巨人と中日それぞれの思惑と新たな因縁

 ここまで手際がいいと、裏で「談合」があったのではと勘ぐりたくなる。今オフの巨人と中日の補強である。

 中日・落合GMが井端弘和内野手に年俸88パーセントダウンを提示。実質的なクビ通告だ。井端は中日一筋16年。功労者のプライドがあったろうが、これでは退団するしかない。

 すると巨人が「ウチへおいで」救いの手を差し伸べて、このほど1年契約、年俸4500万円でめでたく入団が決まった。

 で、ガッツこと小笠原道大がFA宣言すると、巨人は「戦力構想外」と冷たい態度を取った。「面倒見がいいチームなのに」と思っていると、落合GMがすかさず「必要じゃない戦力には声をかけない」とこれまた1年契約、年俸3000万円で獲得した。

 まるっきり、巨人と中日の「交換トレード」の図式だ。面倒な手順を踏む必要がないし、なにより格安で獲得できる。落合GM、かつて巨人に在籍していただけに、両者の間にパイプがあっても不思議ではない。冒頭のような邪推をした次第であるが、中日と巨人の利害は一致する。

 落合GMは97、98年と日本ハムに在籍した。その時、師弟関係を結んだのが当時、伸び悩んでいた小笠原と言われる。97年は本塁打0、98年もわずか1本だった。

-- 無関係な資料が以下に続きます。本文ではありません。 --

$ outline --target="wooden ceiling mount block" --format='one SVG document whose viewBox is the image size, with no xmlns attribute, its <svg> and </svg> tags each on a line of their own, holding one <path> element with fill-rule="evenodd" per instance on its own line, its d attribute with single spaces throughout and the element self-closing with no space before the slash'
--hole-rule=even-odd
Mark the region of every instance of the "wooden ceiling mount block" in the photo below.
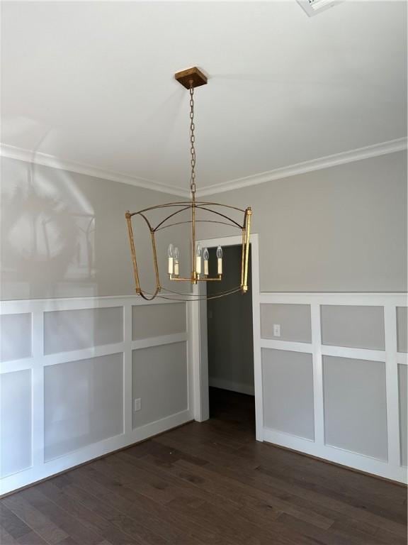
<svg viewBox="0 0 408 545">
<path fill-rule="evenodd" d="M 188 68 L 186 70 L 182 70 L 174 74 L 174 77 L 178 83 L 186 87 L 186 89 L 190 89 L 190 82 L 193 81 L 193 87 L 199 87 L 200 85 L 207 84 L 207 76 L 205 76 L 201 70 L 194 66 L 193 68 Z"/>
</svg>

 落合GMの薫陶(くんとう)を受けた小笠原は99年に25本塁打、打点83の好成績を残し、レギュラーに定着、以後はパ・リーグを代表する強打者に成長する。2人は昵懇(じっこん)の間柄である。

 落合GMは「普通にやれば人並み以上の成績を残す」と語っているが、小笠原を見てきた目に確たる自信があるのだ。

 今オフの中日、年俸削減の嵐が吹き荒れている。落合GMは緩んだチームにカツを入れさらにはハングリー精神の塊となった小笠原に「刺激剤」としての役割を期待している。

 一方の井端だ。元々、神奈川県川崎市出身で在京志望が強かったという。こちらは落合GMへ一泡もふた泡も吹かせてやろうと思っているはずだ。

 中日に一筋に在籍すること16年。WBCでも活躍した。いわば、中日功労者と言ってもいい。それが「石持て追われる」ような扱いである。復讐の炎がメラメラなのは容易に想像できる。

 巨人の遊撃は坂本勇人だが、原監督は「抜いてもらうくらいの気持ちでやって欲しい」と期待を寄せる。

 井端は守備範囲が広く、送球も安定している。打撃のしぶとさにも定評がある。今年は不調のままで終わったものの、開幕前のWBC2次予選リーグ・台湾戦で九回2死から同点打を放ったことは記憶に新しい。

 坂本には守備力の向上など課題が多い。まだ24歳。原監督は坂本に、”ライバル”をぶつけることによって、危機感を持たせるのが狙いだろう。また、坂本には自由奔放な1面がある。井端に「教育係」とか「お目付役」なんて声が出るのも自然の流れだろう。

 94年、落合GMは中日からフリーエージェント第1号として巨人に移籍。4番を背負って、長嶋監督の日本一奪回に貢献した。

 巨人の4番だった原監督はこの年、持病のアキレス腱痛から出場機会が減り、代打で起用されることが多くなった。

 原監督は来季セ・リーグ3年連続Vを狙い、落合GMは谷繁新監督をバックアップしながら、チームの立て直しを図る。そして、因縁を持つ2人はともに戦力外となった選手を有効活用することを決めた。

 小笠原、井端はどのような働きを見せてくれるのだろうか。来年の両チームが楽しみだし、巨人対中日戦が盛り上がるのは間違いないところだ。

 落合GMと原監督の「談合」は邪推のし過ぎか、むしろ「ア・ウンの呼吸」と言った方がいいかもしれない。